How to Become A Fashion Designer
Fashion Designer Career Overview
This article provides an overview of fashion designer careers and the requirements to become a fashion designer. This article will outline a fashion designer's job duties, salary levels, and employment prospects, as well as discuss the career's necessary skills, training, and educational requirements to become a fashion designer.
Fashion designers design men's, women's, and children's clothing and clothing accessories. Most work for large manufacturers producing designs for a mass level. Some self-employed high-fashion designers have specialty shops as clients, and still others cater to individual clients.
Fashion designers must have well-developed artistic abilities and a desire to create. They need to have self-discipline, imagination, and persistence. It is also important for them to be able to work independently and to effectively communicate their ideas in written, verbal, and visual ways. Problem-solving skills are essential, as well as sharp business and sales ability for those who start their own business or do freelance work. Above all, a strong esthetic sense is the most important trait a fashion designer can possess.
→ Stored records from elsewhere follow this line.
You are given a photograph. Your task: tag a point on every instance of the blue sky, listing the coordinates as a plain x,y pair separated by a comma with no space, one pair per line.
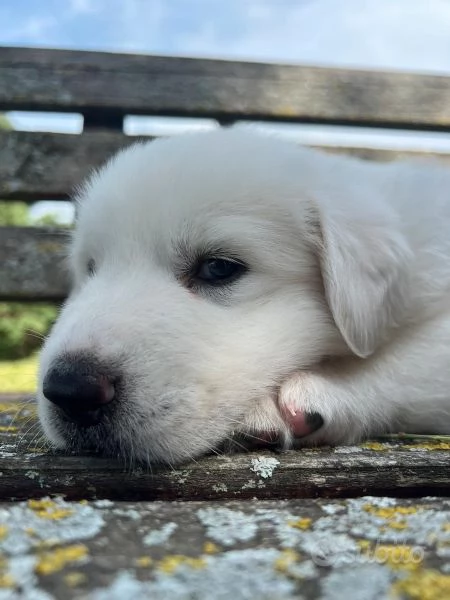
384,34
401,34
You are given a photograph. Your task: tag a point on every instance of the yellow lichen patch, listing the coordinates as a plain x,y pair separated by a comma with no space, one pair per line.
6,581
374,446
286,559
365,545
61,513
399,556
304,523
144,561
47,509
74,578
424,584
389,512
397,524
210,548
51,562
170,563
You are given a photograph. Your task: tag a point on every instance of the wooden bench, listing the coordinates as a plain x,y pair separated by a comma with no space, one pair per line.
258,525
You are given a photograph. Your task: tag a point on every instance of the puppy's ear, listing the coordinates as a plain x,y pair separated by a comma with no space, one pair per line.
365,262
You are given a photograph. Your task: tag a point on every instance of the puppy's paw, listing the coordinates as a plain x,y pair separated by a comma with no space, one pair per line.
317,410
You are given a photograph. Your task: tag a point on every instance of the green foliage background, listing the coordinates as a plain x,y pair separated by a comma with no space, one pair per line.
22,326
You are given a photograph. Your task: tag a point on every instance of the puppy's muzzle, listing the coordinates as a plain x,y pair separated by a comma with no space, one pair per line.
80,389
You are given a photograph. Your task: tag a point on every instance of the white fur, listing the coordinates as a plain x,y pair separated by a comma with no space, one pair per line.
344,311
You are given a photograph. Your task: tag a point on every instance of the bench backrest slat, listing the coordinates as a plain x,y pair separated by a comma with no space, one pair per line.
115,85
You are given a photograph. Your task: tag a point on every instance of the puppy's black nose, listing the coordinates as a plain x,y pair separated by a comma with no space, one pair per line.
79,389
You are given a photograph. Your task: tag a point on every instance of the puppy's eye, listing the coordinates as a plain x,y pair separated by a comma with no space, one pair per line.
218,271
90,267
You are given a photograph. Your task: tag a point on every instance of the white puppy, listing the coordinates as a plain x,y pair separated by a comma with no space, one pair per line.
229,282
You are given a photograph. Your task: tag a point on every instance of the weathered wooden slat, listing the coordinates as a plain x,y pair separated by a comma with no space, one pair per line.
401,469
32,263
120,84
37,166
48,166
363,549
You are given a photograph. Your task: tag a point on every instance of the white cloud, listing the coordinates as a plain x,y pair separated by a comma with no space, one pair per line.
32,30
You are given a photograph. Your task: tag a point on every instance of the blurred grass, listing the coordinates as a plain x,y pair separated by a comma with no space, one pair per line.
18,375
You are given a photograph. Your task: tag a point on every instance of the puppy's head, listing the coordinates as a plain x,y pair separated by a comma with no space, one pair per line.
207,269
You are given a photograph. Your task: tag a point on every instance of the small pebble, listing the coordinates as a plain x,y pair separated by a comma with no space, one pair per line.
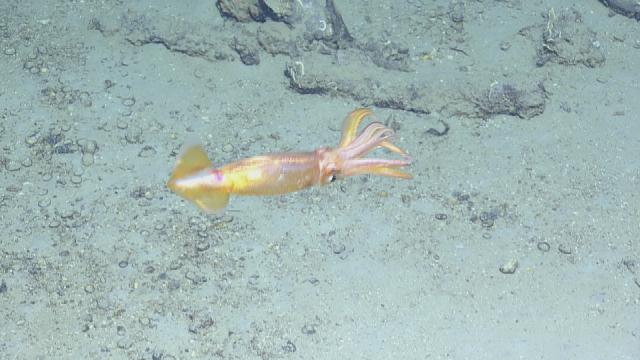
543,246
147,151
44,203
12,165
227,148
32,139
124,344
202,245
309,329
509,267
337,248
563,249
128,102
87,159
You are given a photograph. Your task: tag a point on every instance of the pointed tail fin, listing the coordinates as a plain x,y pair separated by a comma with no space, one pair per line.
199,190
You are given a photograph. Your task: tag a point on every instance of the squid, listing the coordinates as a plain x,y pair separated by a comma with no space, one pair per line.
195,179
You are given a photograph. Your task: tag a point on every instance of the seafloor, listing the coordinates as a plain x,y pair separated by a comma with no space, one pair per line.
518,237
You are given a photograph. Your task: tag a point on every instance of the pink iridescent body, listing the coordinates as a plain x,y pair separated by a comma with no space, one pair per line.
194,178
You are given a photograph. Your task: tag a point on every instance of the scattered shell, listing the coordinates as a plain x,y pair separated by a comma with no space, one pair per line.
509,267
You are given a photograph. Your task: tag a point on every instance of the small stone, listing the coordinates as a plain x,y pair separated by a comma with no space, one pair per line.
227,148
309,329
338,248
202,245
509,267
88,159
12,165
128,102
43,203
32,139
147,151
563,249
88,146
543,246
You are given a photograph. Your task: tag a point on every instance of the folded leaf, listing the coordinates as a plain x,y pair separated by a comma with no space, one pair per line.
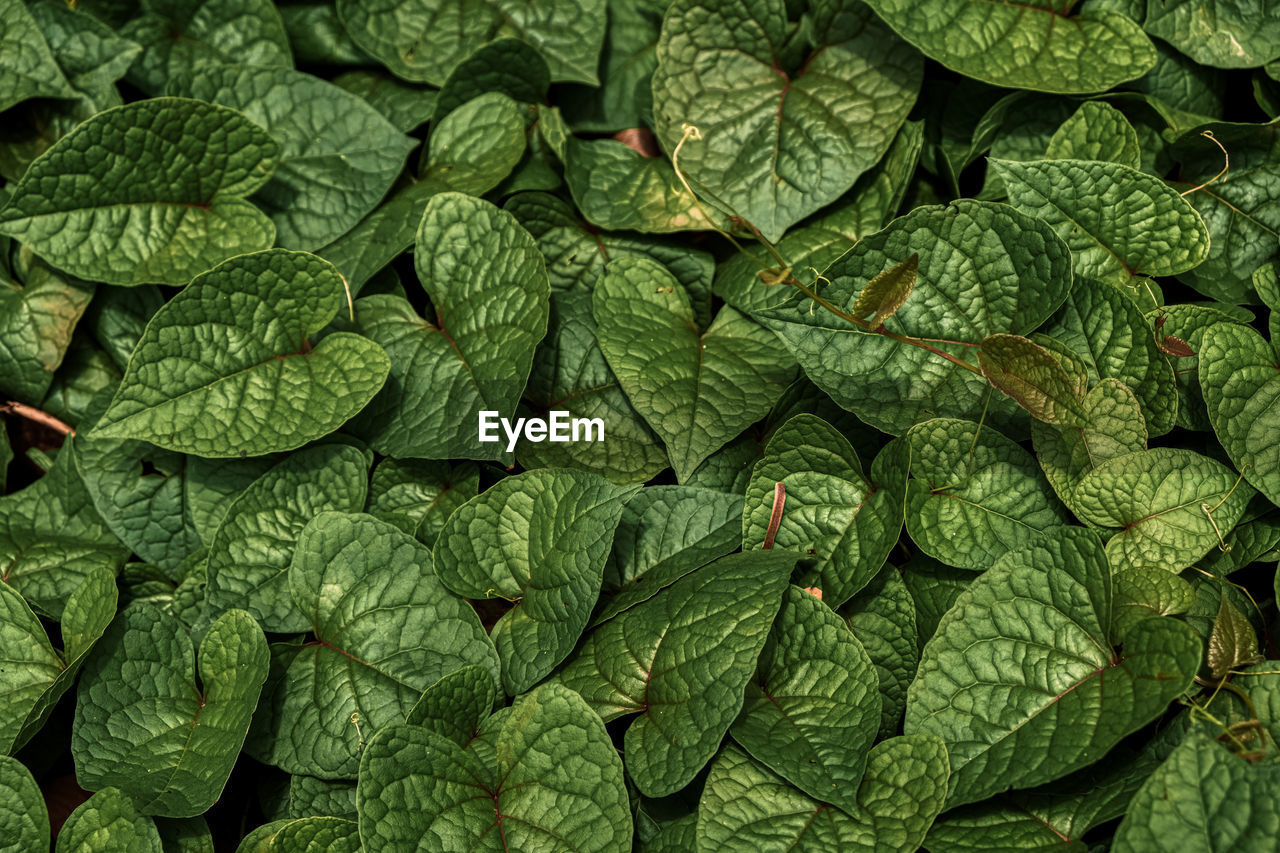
227,368
385,629
1020,679
161,200
538,539
156,721
544,771
681,660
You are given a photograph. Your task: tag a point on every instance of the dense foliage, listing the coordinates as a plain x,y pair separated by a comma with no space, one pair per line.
936,346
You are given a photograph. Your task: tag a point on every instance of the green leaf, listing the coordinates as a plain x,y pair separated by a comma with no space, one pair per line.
385,629
570,374
1161,236
984,269
1109,332
108,821
417,496
488,284
187,391
160,724
1221,33
681,661
816,243
696,389
160,200
1015,676
1239,375
256,541
778,137
1097,131
36,324
456,706
882,617
1207,798
27,68
1239,208
1037,45
746,808
1033,378
1112,427
1141,592
667,532
544,772
186,35
813,710
338,155
36,675
1232,643
842,521
538,539
1153,506
973,495
476,145
424,40
23,817
51,538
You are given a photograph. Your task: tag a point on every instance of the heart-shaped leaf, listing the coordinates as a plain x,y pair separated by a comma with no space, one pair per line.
538,539
163,197
156,721
257,384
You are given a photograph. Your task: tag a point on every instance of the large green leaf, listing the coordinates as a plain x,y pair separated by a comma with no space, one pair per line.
1161,507
27,65
51,538
1161,233
424,40
681,661
36,674
160,724
1037,45
184,35
161,199
254,544
36,323
745,808
778,135
813,710
1020,679
23,817
1208,799
698,389
844,521
385,629
543,775
538,539
1221,33
973,495
571,375
108,821
338,155
664,533
983,269
1240,206
228,368
488,286
1114,425
1239,375
1104,327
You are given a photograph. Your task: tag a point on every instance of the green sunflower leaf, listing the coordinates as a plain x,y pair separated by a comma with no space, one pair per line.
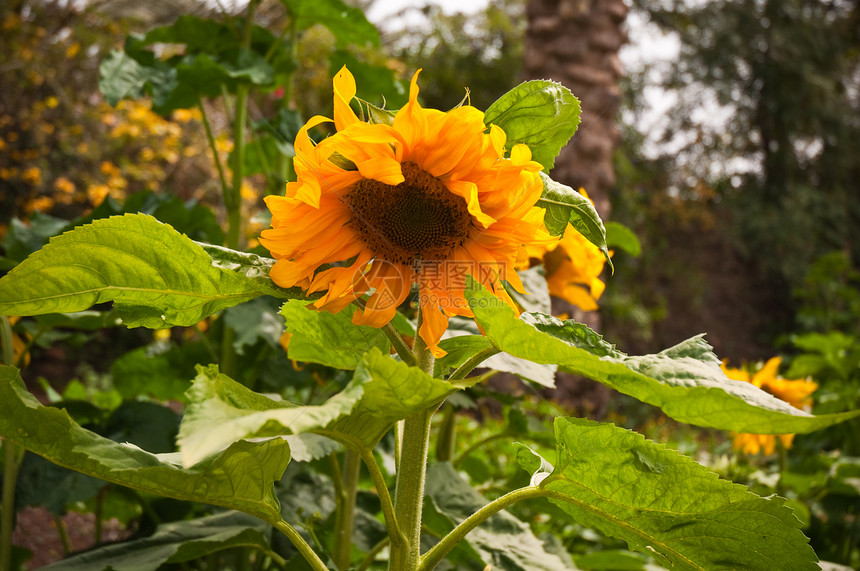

In 2002, fashion designers earned a median annual salary of $51,290. Earnings ranged from the lowest 10 percent, who earned less than $25,350, and the highest 10 percent, who earned more than $105,280.
Training and Education
When hiring fashion designers, employers require candidates to have a 2- or 4-year degree from an accredited school. Candidates should be able to demonstrate knowledge of the fashion world such as textiles, fabrics, and ornamentation, as well as an understanding of current trends. For those interested in freelance work or business ownership, courses in business management, marketing, and art are recommended.
Many different colleges and universities provide the training required to become a fashion designer. A good list of such institutions can be found on this page of college and universities offering information on
Fashion Design Schools and related training.
Out of the nearly 532,000 design jobs in 2002, about 15,000 people were employed as fashion designers.
Between 2002 and 2012, the number of fashion designers is expected to increase about as fast as the average. Because consumers continue to seek fresh, new designs from the apparel industry, demand for this type of design will remain high. This will be offset, however, by an overall decline in the apparel manufacturing industry.